Steppin' Out

A boy desires his stepmom in the digital video Tadpole

Jul 24, 2002 at 4:00 am
The advent of digital filmmaking has been essentially a good thing, allowing cameras to go places their larger, celluloid-spooling cousins cannot; generally requiring less specialized lighting; and, above all, making it affordable to put together a film while maxing out only one credit card. Sure, for every The Celebration you get 10 Mifunes, but along with that comes the promise that maybe you, too, can be a director one day. There is one small deficit to the technology, however: With the exception of digital films shot on the high-end Sony 24P HD camera (Session 9, Attack of the Clones), digital video still frequently looks like crap.

Such is the case with Gary Winick's Tadpole, which admittedly overcomes its visual hideousness with a sharp script and strong performances. Still, Winick seems unaware of how bad it looks. Although it has been undergoing some final tweaks since the screening, they don't seem to be cosmetic, mostly focusing on editing, and the trailer doesn't indicate that any visual enhancement has been made.

Tadpole is one of the inaugural productions of Winick's InDigEnt film company, and he hopes to encourage more filmmakers to challenge themselves with low-budget dig-vid films like this one under his auspices, much as Lars von Trier's Dogme 95 philosophy was supposed to do. But again, Gary should perhaps remember that most of the Dogme movies were ugly to look at, embarrassingly pretentious and self-consciously "artsy" (a weird fixation on retarded people as subject matter didn't enhance the cause any), with only The Celebration truly transcending the mold.

To enjoy Tadpole, you'll have to deal with wide shots that occasionally reduce character faces into pure pixelation. You'll have to accept that the color scheme is going to be mostly dull and that none of the visuals will dazzle you or even particularly interest you.
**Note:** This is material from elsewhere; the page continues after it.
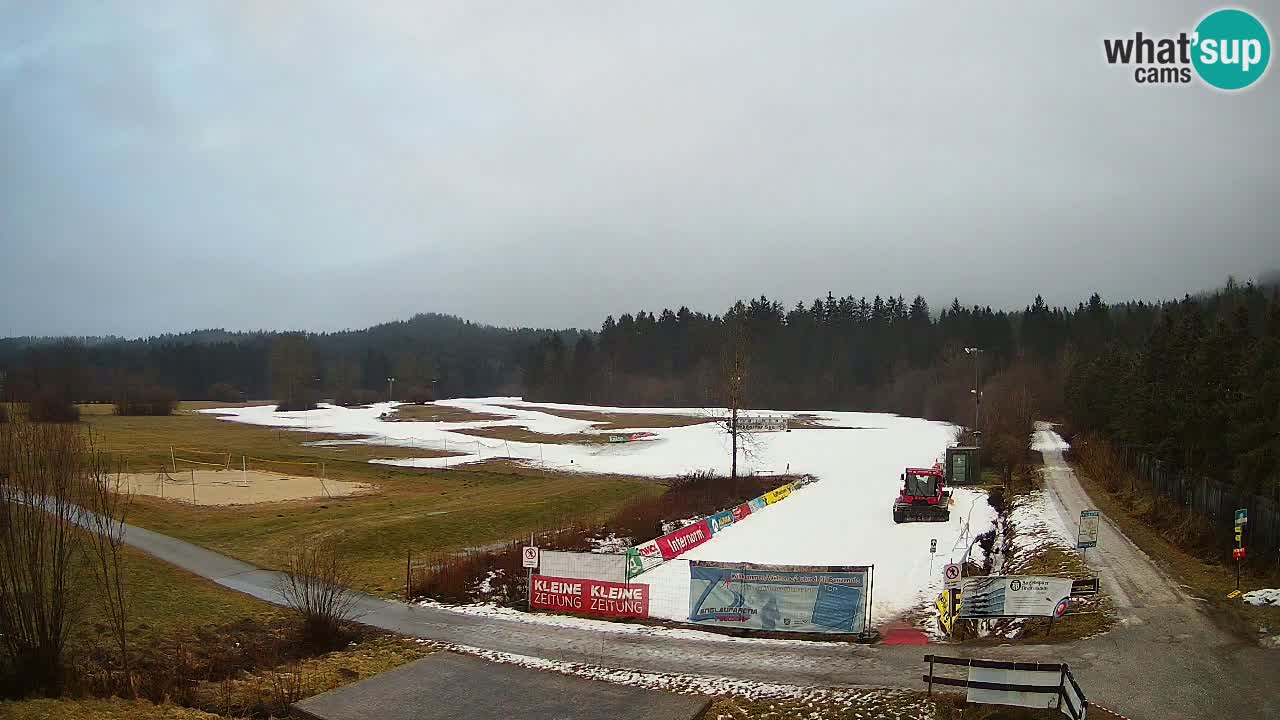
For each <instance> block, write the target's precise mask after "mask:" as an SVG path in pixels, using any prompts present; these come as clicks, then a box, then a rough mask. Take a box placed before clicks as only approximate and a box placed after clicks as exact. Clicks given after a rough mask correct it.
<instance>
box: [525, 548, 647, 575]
mask: <svg viewBox="0 0 1280 720" xmlns="http://www.w3.org/2000/svg"><path fill="white" fill-rule="evenodd" d="M541 555H543V557H541V565H540V574H543V575H548V577H552V578H575V579H584V580H605V582H611V583H625V582H627V557H626V556H623V555H612V553H607V552H561V551H558V550H544V551H543V553H541Z"/></svg>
Fortunately, that doesn't really matter. This is one of those films that gets by on script and character alone, and the dig-vid look ultimately gives the piece a home-movie feel that adds a voyeuristic level to the proceedings.

Impressive newcomer Aaron Stanford, who resembles an amalgamation of Topher Grace and Hayden Christensen, plays fifteen-year-old boarding-school student Oscar, also known as Tadpole, possibly because his mother is French (i.e., a "frog"), or because he's metaphorically swimming around trying to grow up, or even perhaps because tadpoles look like sperm -- it's an open-ended interpretation.

Tadpole isn't your typical kid -- he looks 23 (because Stanford is); he quotes Voltaire, who, he insists, is a comedian (as does the movie, with various laugh-getting ironic scene-headings courtesy of the French philosopher); he drinks heavily after convincingly persuading a bartender that he is in fact 40 years old; and he wants to date middle-aged women, specifically his own stepmother, Eve (Sigourney Weaver). Home for the holidays, he intends to finally declare his love but encounters inevitable complications when Eve's best friend, Diane (Bebe Neuwirth), becomes part of the dysfunctional triangle.

Comedic misunderstandings ensue, sort of like Three's Company with an edge, a feeling only exacerbated by the appearance of John Ritter as Tadpole's dad, playing it more effeminately flamboyant than he did as a gay man in Sling Blade. At least one metaphor is a little too much: Eve is a cardiologist, so she gets to casually say things such as, "The heart is simple. Fixing it is complicated." But overall the wit and timing are sharp, as in the hilarious dinner scene where everything comes to a head (reminiscent of similar scenes in movies such as Mrs. Doubtfire, only funny), and in Diane's observation that being 40 isn't so bad, except everyone you know seems kinda tired."

The theme of older woman getting it on with teen (or immediately post-teen) males seems to be part of the zeitgeist right now, what with Y Tu Mamá También, Lovely and Amazing, The Good Girl and now this, all coming out within the space of two months. We're fortunate that thus the subject has been treated with intelligent humor, but who knows? This could become a larger trend. Anyone up for a Jerry Bruckheimer production teaming Freddie Prinze Jr. and Angela Lansbury?